Effect of Proposal Fiscal Year
2021
Increase/Decrease
(use"-")
2022
Increase/Decrease
(use"-")
Fiscal Year
(Upon Full
Implementation)
1. Estmated Total Cost 0 1,000,000 0
Personal Services 0 0 0
Current Expenses 0 0 0
Repairs and Alterations 0 0 0
Assets 0 0 0
Other 0 1,000,000 0
2. Estimated Total Revenues 0 0 0


Explanation of above Fiscal Note estimates (include possible long-range effect):


    It is expected that the approximate $1,000,000 loss to PERS from the severance agreements would be paid in full, during FY 2022, by the Department of Health and Human Resources (DHHR) to the Consolidated Public Retirement Board (CPRB), to be deposited into the trust on behalf of PERS.
    
    For the appropriate actuarial disclosures, see the July 1, 2020 funding valuation report for PERS, expected to be published in April 2021.
    
    In particular, future actuarial measurements may differ significantly from the current measurements shown in this actuarial/fiscal note due to plan experience differing from that anticipated by the economic and demographic assumptions, changes expected as part of the natural operation of the methodology used for these measurements, and changes in plan provisions, applicable law and regulations.
    
    Kenneth Woodson Jr., the CPRB Board Actuary, is a Fellow of the Society of Actuaries and a Member of the American Academy of Actuaries.

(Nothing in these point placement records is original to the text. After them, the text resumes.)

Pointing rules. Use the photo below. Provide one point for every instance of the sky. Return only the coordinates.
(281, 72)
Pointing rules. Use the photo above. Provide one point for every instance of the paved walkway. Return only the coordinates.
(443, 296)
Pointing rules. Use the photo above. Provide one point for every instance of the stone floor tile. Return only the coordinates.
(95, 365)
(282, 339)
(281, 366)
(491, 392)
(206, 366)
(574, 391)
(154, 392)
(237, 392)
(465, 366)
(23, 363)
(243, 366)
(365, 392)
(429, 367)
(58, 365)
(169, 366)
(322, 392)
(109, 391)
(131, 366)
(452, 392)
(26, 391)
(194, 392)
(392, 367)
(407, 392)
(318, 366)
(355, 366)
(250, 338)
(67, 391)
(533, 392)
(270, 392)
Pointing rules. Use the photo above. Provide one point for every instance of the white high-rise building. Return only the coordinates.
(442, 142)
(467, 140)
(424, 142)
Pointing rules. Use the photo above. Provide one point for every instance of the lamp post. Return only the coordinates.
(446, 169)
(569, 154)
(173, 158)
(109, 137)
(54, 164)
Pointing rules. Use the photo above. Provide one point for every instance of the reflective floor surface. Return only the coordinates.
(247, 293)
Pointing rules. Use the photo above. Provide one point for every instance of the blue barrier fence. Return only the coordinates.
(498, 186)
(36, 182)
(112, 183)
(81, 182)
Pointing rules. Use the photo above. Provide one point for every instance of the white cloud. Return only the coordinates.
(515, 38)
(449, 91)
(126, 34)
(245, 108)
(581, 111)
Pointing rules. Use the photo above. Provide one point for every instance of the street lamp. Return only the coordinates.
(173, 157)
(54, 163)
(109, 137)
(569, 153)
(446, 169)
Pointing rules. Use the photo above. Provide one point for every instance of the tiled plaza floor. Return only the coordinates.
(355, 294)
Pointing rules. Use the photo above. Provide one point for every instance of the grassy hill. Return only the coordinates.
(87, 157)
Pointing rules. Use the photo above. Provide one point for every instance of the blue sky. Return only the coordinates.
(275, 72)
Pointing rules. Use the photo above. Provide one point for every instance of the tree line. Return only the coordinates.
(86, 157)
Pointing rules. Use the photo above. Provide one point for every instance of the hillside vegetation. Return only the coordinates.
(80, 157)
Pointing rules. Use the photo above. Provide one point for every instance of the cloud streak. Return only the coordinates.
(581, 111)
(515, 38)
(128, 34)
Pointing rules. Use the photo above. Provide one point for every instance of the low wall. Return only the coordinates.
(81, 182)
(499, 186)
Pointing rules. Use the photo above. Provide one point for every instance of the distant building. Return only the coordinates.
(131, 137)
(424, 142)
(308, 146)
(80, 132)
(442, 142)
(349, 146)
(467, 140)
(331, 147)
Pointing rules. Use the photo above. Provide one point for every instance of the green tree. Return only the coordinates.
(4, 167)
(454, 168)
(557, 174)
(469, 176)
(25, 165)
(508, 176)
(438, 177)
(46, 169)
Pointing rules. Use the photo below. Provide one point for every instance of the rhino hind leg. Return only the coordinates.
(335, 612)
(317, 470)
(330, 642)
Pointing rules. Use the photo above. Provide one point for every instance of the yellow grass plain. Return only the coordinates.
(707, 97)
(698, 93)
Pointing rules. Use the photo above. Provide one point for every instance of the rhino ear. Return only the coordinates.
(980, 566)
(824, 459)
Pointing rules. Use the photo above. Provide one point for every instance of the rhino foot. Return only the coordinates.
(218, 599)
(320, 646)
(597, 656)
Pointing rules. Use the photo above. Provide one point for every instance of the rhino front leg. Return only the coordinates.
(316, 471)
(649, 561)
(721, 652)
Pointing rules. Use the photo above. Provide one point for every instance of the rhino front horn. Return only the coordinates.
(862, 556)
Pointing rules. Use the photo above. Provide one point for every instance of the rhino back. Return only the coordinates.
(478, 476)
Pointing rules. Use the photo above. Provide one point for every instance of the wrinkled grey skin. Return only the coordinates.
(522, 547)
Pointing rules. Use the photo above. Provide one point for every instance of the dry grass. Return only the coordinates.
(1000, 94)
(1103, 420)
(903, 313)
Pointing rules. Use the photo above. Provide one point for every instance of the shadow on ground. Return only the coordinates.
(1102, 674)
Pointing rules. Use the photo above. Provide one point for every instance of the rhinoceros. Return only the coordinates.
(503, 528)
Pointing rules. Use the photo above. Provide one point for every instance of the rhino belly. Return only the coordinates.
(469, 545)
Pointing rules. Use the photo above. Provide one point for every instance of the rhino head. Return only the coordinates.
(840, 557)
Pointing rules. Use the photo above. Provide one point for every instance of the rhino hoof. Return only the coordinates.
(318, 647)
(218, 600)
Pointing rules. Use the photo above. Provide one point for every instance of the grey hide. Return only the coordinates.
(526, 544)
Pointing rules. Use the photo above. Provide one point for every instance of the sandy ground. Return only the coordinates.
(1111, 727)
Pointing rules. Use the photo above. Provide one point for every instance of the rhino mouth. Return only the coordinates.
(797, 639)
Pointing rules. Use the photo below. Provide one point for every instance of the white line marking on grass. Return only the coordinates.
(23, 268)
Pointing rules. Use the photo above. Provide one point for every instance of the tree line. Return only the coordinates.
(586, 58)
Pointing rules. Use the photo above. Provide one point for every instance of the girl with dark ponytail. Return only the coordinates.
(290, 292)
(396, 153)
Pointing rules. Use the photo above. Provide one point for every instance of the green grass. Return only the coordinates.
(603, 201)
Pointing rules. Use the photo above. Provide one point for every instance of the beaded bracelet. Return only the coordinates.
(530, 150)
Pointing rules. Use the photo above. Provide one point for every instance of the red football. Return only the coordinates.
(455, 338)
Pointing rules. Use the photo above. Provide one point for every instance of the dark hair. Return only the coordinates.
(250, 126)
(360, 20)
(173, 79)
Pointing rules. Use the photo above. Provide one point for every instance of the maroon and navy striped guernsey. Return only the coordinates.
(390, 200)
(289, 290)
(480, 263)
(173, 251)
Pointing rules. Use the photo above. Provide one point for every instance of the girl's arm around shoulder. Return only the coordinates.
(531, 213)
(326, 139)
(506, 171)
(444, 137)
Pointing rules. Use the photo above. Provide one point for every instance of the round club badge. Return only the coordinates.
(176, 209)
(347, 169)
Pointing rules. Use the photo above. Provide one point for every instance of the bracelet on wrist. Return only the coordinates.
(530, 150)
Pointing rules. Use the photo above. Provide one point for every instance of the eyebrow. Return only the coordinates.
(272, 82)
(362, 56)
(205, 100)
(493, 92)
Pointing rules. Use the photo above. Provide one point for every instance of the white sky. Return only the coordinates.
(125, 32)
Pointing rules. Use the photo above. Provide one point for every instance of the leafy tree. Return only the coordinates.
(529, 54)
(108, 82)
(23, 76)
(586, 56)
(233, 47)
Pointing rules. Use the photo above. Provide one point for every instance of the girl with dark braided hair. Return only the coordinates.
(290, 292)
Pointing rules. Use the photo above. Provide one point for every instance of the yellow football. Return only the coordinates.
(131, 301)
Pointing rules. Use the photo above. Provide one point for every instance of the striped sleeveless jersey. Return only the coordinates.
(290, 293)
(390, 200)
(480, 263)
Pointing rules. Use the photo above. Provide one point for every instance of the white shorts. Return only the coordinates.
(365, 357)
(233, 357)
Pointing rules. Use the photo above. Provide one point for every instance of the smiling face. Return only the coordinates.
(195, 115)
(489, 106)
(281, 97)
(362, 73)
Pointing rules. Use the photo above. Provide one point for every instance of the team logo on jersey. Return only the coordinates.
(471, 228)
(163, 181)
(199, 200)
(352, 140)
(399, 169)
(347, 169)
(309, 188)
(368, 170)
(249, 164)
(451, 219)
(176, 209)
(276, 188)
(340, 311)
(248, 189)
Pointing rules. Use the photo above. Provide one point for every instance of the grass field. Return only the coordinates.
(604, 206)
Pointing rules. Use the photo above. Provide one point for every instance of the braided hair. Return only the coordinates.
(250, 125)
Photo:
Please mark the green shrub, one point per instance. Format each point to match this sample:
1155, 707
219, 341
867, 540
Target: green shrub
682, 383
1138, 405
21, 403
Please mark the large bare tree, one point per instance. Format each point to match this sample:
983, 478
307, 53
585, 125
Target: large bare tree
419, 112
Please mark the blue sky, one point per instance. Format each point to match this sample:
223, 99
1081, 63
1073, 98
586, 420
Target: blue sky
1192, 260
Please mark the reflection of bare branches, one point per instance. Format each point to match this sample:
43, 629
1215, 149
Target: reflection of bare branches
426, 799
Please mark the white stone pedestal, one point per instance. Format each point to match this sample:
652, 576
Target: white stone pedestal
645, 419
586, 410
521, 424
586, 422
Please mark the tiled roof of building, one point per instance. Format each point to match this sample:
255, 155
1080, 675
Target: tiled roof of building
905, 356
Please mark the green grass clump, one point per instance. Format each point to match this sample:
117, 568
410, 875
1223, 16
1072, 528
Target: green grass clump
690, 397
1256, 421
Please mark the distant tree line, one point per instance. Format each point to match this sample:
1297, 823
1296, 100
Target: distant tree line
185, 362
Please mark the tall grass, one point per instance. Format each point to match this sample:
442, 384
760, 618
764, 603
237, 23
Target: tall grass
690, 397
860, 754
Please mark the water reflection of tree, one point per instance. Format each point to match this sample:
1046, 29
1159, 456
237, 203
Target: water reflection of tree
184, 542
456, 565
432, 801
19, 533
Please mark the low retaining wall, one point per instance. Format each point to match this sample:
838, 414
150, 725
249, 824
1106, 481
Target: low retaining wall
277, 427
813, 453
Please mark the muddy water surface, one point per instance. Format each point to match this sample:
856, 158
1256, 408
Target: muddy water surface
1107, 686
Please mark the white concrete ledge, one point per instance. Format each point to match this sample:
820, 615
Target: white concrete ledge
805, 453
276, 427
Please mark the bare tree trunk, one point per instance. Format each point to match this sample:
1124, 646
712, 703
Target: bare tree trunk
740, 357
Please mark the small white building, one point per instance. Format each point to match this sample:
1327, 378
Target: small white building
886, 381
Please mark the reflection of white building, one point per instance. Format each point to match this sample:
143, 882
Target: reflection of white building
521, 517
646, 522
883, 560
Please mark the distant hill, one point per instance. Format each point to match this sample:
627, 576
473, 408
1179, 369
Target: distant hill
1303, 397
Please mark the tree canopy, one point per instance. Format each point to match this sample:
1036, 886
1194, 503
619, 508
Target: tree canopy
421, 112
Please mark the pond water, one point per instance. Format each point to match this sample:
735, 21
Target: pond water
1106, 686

He meets the Qualification Standards of the American Academy of Actuaries to render the actuarial opinions contained in this actuarial/fiscal note. Both the Board and the CPRB Board Actuary are available to answer any questions on the material contained in this actuarial/fiscal note.
    



Memorandum


    It is expected that the approximate $1,000,000 loss to PERS from the severance agreements would be paid in full, during FY 2022, by the Department of Health and Human Resources (DHHR) to the Consolidated Public Retirement Board (CPRB), to be deposited into the trust on behalf of PERS.
    
    This Actuarial/Fiscal Note is being submitted by the Consolidated Public Retirement Board. It has been reviewed by the CPRB Actuary.
    



    Person submitting Fiscal Note: Kenneth M. Woodson Jr.